On 2012-04-02 13:04:31 +0000, "Steven Schveighoffer" <[email protected]> said:

On Fri, 30 Mar 2012 17:45:36 -0400, Michel Fortin

The problem is that if .std.algorithm.package
contains a sort function and there is also a module called
std.algorithm.sort, the fully-qualified name of that 'sort' module wil l
become ambiguous. Moreover, whether the fully-qualified name
.std.algorithm.sort is ambiguous or not depends on what modules were
imported, which is not a very desirable behaviour.
 So this becomes an error.  I don't see this as a major problem.  Just
don't name a module sort inside std/algorithm.
This is no different than ambiguous templates, which are allowed until y ou
want to instantiate one.

If you have ambiguous templates in the same module, it'll always be ambiguous irrespective of what you import (and you can blame the module's designer for it). If you have ambiguous templates residing in different modules the symbol will be unambiguous until you've imported the second module (same as overloaded functions). At that point you can disambiguate using the fully-qualified name of the template (or function).

Whereas if the fully-qualified name of a module becomes ambiguous because of a symbol in another module, there is no way to disambiguate. All you can do is avoid importing the two conflicting modules together, just like when you encounter two headers trying to define the same symbol in C/C++.

How does this happen?  The FQN cannot be ambiguous.

For example, if we change std/algorithm.d into:

std/algorithm/sorting.d which defines sort
std/algorithm/finding.d which defines find
std/algorithm/package.d which imports sorting.d and finding.d

Then how can importing some other module make the FQN ambiguous? The FQN for sort is std.algorithm.sorting.sort. Now, if you define the symbol sort inside std/algorithm/package.d, you have an ambiguity, but so what? If you are responsible for the std.algorithm module, aren't you responsible for all the files in that pseudo-package? I don't see how it changes things from today. Basically, my point is the only ambiguity FQN in the package.d file can create is with other symbols within that same directory, therefore within the same module.

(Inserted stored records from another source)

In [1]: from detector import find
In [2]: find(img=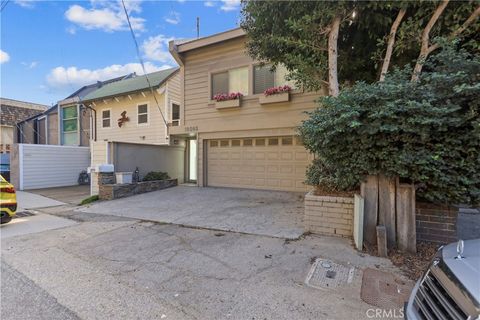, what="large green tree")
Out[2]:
[241,0,480,90]
[300,47,480,204]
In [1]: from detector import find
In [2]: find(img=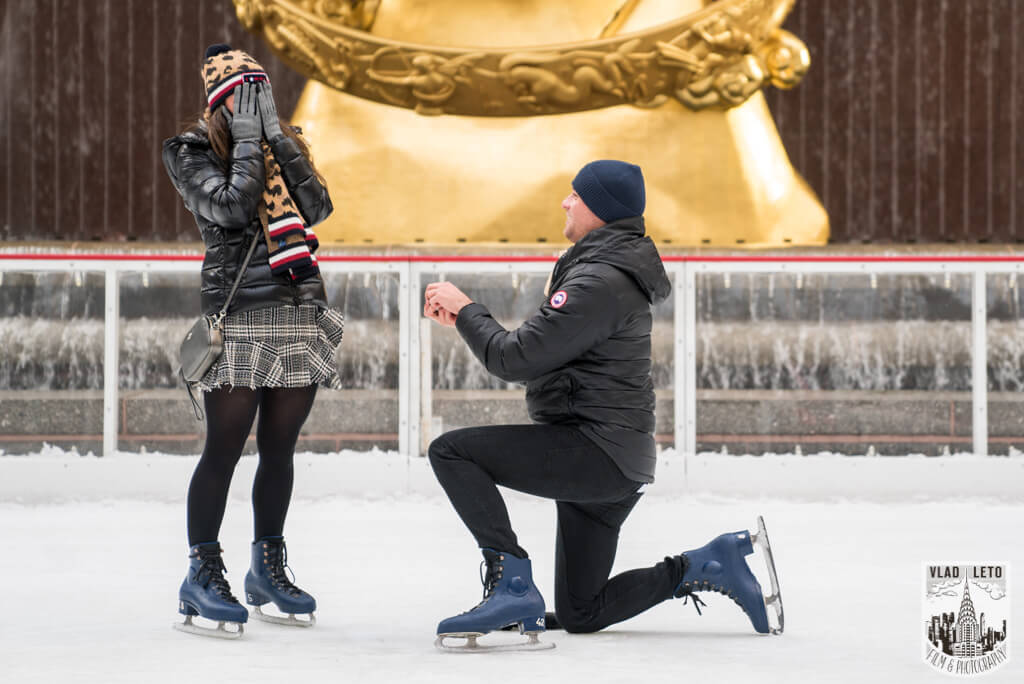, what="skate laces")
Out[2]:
[480,560,503,599]
[267,543,302,596]
[196,551,239,603]
[675,580,746,615]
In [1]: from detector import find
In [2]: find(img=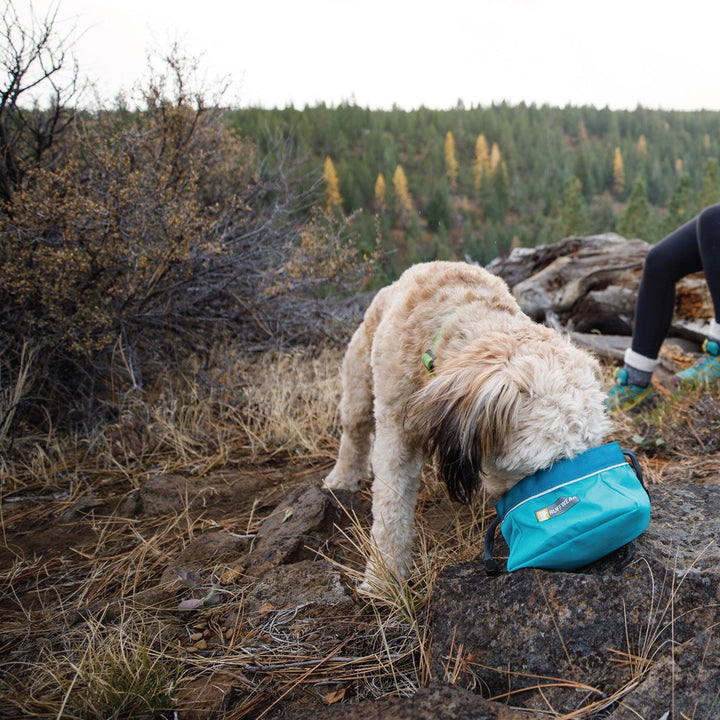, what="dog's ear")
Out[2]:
[406,363,518,502]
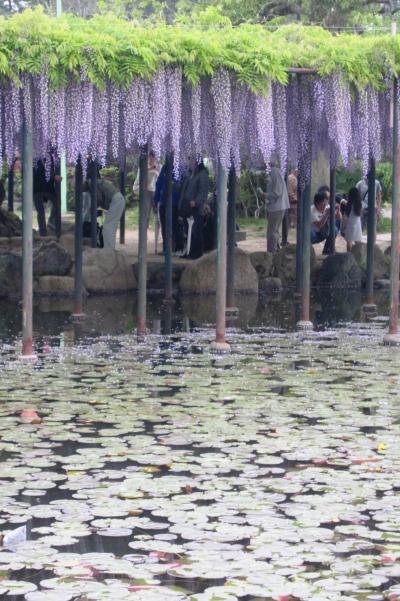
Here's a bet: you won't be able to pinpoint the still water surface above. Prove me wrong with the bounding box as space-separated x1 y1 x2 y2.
0 290 400 601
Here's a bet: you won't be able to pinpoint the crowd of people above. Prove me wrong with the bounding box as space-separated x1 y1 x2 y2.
26 152 382 259
258 163 382 254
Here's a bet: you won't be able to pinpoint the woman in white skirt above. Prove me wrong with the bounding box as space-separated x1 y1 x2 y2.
344 188 362 252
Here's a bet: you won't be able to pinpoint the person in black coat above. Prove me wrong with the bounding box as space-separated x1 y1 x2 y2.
180 161 210 259
33 159 61 236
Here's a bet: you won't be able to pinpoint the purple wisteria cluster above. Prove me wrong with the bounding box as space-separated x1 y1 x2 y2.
0 67 392 176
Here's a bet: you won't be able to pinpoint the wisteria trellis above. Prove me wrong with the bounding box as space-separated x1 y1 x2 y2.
0 67 392 176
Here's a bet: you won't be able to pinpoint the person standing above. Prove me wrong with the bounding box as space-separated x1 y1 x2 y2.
344 188 362 252
356 175 382 229
97 179 125 249
258 164 289 253
154 165 183 253
33 159 61 236
310 192 330 244
180 161 210 259
132 150 160 227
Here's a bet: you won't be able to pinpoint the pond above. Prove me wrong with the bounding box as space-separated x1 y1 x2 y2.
0 290 400 601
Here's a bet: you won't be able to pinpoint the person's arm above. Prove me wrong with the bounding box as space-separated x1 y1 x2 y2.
154 167 165 204
313 205 330 230
376 182 382 216
190 171 210 208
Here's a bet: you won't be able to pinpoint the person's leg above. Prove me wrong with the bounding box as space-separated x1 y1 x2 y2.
33 194 47 236
158 205 166 253
282 209 289 246
146 191 154 229
47 198 56 230
267 211 285 253
289 203 297 228
172 207 183 252
189 209 204 259
311 230 327 244
103 192 125 248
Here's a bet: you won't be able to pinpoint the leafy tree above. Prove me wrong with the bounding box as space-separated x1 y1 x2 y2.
0 0 400 27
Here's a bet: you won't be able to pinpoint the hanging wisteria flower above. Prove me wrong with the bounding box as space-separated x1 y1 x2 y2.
255 86 275 169
211 69 232 171
272 83 288 173
166 68 182 177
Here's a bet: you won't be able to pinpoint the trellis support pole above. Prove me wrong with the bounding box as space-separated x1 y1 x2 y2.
329 166 336 255
383 78 400 346
90 159 98 248
163 154 173 303
226 167 239 317
296 174 313 331
7 161 15 213
71 155 85 320
22 121 36 359
137 145 148 336
211 163 230 353
363 158 377 316
119 160 126 244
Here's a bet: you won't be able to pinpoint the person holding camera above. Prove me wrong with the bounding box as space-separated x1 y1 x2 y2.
311 192 330 244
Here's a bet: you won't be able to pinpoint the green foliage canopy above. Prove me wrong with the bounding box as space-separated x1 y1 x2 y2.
0 9 400 92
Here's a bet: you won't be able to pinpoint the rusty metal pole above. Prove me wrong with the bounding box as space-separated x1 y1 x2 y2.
54 164 62 240
137 144 149 336
383 78 400 346
295 178 304 300
72 155 84 320
7 161 15 213
296 174 313 331
211 163 230 353
226 167 239 317
328 167 336 255
90 159 98 248
119 160 126 244
163 154 173 303
22 121 36 359
363 158 377 316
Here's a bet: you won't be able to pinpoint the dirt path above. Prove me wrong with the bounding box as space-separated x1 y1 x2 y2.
117 219 391 260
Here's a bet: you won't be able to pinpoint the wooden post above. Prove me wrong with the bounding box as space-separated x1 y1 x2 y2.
211 163 230 352
163 154 173 302
22 121 36 359
90 159 98 248
226 167 239 316
72 155 84 320
328 167 336 255
7 161 15 213
383 78 400 346
137 144 148 336
54 164 61 239
295 177 304 299
296 172 313 330
363 158 377 315
119 160 126 244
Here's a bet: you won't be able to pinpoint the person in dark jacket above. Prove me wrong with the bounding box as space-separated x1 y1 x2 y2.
33 159 61 236
180 161 210 259
154 165 183 253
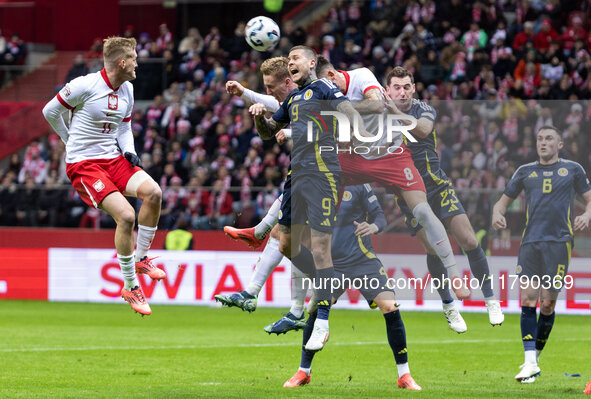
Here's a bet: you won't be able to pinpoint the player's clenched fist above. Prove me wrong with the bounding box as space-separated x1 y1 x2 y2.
248 103 267 116
492 212 507 230
124 152 143 168
575 212 589 231
226 80 244 97
275 129 287 145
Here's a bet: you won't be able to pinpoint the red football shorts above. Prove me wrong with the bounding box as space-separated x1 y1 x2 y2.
66 155 142 208
339 145 425 195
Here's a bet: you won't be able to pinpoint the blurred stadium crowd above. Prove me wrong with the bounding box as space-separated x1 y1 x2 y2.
0 0 591 233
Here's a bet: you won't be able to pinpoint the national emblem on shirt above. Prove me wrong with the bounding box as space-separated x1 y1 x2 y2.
108 94 119 109
92 179 105 193
60 85 72 98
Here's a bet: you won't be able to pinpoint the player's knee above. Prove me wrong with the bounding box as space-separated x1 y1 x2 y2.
115 206 135 230
540 299 554 315
412 202 435 226
270 226 279 240
457 234 478 251
279 240 291 259
144 184 162 206
378 301 398 314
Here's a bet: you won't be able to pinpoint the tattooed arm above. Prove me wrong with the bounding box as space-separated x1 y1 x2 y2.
248 103 287 140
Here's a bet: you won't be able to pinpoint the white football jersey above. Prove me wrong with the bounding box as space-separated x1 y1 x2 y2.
340 68 402 159
56 69 133 163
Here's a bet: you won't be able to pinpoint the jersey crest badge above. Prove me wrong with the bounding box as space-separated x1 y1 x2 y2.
92 179 105 193
60 85 72 98
108 94 119 109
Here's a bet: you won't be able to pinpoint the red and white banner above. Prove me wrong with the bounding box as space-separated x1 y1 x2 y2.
44 248 591 314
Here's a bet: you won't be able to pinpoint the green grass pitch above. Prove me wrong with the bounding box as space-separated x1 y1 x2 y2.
0 301 591 398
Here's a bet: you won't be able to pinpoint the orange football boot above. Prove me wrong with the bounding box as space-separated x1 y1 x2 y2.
283 370 312 388
224 226 265 249
135 256 166 280
398 373 423 391
121 286 152 315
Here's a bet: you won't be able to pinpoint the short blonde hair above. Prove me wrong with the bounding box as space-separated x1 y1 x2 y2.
261 57 289 80
103 36 136 66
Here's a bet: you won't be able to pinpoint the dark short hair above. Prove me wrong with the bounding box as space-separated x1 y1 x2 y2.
386 66 415 85
536 125 562 141
316 55 335 76
289 45 318 61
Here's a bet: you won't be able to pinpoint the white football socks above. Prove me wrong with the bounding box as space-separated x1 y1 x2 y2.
396 362 410 378
135 224 158 262
246 237 283 296
412 202 461 278
117 254 140 291
254 194 283 240
525 350 538 364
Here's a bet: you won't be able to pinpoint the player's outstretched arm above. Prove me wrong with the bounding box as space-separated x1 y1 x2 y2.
226 80 280 112
43 96 69 143
384 93 435 139
353 89 384 115
492 194 513 230
575 191 591 231
337 100 374 137
248 103 287 140
117 121 137 158
226 80 244 97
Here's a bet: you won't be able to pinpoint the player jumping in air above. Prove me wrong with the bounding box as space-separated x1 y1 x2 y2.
250 46 367 351
43 37 166 315
492 126 591 383
386 67 505 333
318 57 470 310
283 184 421 391
216 57 306 332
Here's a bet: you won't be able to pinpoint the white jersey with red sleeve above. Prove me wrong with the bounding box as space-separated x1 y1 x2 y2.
49 69 135 163
339 68 402 159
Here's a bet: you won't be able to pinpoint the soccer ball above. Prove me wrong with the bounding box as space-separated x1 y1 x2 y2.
244 16 280 51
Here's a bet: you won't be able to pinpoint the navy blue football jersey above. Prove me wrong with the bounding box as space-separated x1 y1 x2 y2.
273 79 347 172
504 159 591 244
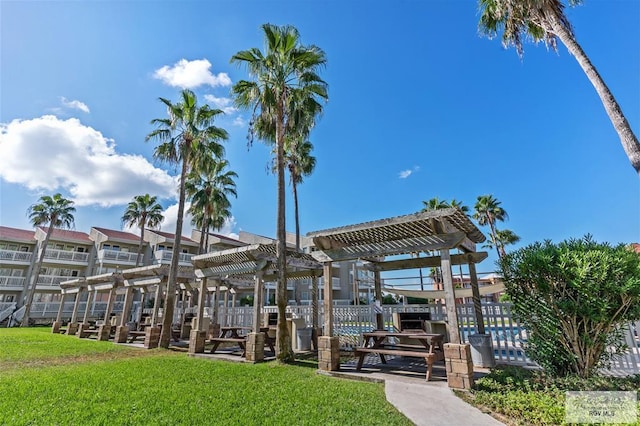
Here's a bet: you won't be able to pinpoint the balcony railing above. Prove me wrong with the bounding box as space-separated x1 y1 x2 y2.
44 249 89 264
0 250 33 265
98 249 143 265
0 276 27 288
37 275 74 288
153 250 195 266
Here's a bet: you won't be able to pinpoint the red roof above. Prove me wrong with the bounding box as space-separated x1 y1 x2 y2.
92 226 140 242
38 226 93 244
150 229 197 244
0 226 35 243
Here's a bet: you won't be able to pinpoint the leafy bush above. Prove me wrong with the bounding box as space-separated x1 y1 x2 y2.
500 235 640 377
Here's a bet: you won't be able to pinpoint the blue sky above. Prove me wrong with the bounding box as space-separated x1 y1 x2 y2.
0 0 640 270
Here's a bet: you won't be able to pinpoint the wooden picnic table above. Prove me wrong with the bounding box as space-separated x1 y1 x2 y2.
210 326 275 357
355 330 444 380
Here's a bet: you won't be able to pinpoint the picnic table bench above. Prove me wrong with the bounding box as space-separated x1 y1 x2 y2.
355 330 444 381
209 326 275 356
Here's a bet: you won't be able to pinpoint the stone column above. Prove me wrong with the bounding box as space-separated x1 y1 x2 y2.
440 249 461 343
444 343 473 389
318 262 340 371
51 293 65 333
189 277 208 354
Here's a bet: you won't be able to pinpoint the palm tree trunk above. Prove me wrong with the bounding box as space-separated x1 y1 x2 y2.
547 16 640 174
136 224 144 268
20 223 57 327
276 105 294 362
160 153 191 348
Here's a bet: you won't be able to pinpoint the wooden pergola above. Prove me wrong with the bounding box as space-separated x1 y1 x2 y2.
189 243 322 361
307 208 487 352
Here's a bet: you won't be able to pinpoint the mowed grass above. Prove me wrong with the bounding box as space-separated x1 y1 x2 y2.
0 329 411 425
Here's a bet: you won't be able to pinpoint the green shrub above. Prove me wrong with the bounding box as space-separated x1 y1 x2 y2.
500 235 640 377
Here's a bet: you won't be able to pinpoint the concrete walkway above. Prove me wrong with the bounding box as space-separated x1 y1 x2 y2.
384 379 503 426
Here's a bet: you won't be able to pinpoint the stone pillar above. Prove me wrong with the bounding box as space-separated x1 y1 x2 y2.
144 326 162 349
444 343 473 389
67 322 78 336
113 325 129 343
76 322 89 338
245 332 265 362
318 336 340 371
189 330 207 354
98 324 111 342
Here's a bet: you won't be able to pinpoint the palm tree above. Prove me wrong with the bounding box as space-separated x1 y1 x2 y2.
422 197 451 212
483 229 520 253
146 90 228 348
121 194 164 267
22 193 76 327
185 157 238 253
479 0 640 173
473 195 509 258
231 24 327 362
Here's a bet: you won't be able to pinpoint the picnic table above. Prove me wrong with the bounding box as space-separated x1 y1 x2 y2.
355 330 444 380
210 326 275 357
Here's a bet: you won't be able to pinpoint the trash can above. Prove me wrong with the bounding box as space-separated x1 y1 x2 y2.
469 334 496 367
297 327 313 351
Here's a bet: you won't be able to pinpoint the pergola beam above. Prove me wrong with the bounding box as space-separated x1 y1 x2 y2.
363 251 488 272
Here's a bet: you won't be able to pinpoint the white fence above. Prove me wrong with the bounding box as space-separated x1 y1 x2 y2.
11 302 640 375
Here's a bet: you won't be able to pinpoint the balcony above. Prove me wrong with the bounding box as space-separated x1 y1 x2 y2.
0 250 33 266
44 249 89 266
98 249 144 266
0 276 27 291
36 275 76 291
153 250 195 266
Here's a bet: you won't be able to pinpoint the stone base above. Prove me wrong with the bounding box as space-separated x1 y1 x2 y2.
98 324 111 342
189 330 207 354
318 336 340 371
144 326 162 349
113 325 129 343
76 322 89 338
245 333 265 362
444 343 473 390
67 322 78 336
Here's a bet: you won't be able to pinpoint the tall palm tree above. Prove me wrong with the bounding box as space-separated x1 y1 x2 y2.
483 229 520 252
22 193 76 327
121 194 164 267
479 0 640 173
231 24 327 362
284 139 316 251
473 195 509 258
146 90 228 348
185 157 238 253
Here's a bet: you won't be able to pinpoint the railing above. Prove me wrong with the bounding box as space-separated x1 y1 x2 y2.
153 250 195 266
0 250 33 264
36 275 74 287
98 249 143 265
44 249 89 263
0 276 27 288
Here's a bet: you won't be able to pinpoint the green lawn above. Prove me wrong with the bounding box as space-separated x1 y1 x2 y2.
0 328 411 425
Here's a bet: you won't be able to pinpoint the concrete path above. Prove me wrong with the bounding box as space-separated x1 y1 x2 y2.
384 379 503 426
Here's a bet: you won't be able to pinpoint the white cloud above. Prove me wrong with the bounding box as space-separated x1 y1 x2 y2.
153 59 231 89
204 95 238 114
60 96 90 114
231 116 247 127
0 115 177 207
398 166 420 179
159 205 238 239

All we have to do is adopt the practice that phobos' package.d will only publicly import other modules. It won't define any symbols. Then there will always be an unambiguous FQN.

Hm... maybe you mean if you can have std/algorithm/package.d do something like import std.file, which contains another sort function, is that now packaged under std.algorithm.sort? I don't think that's possible in the given DIP.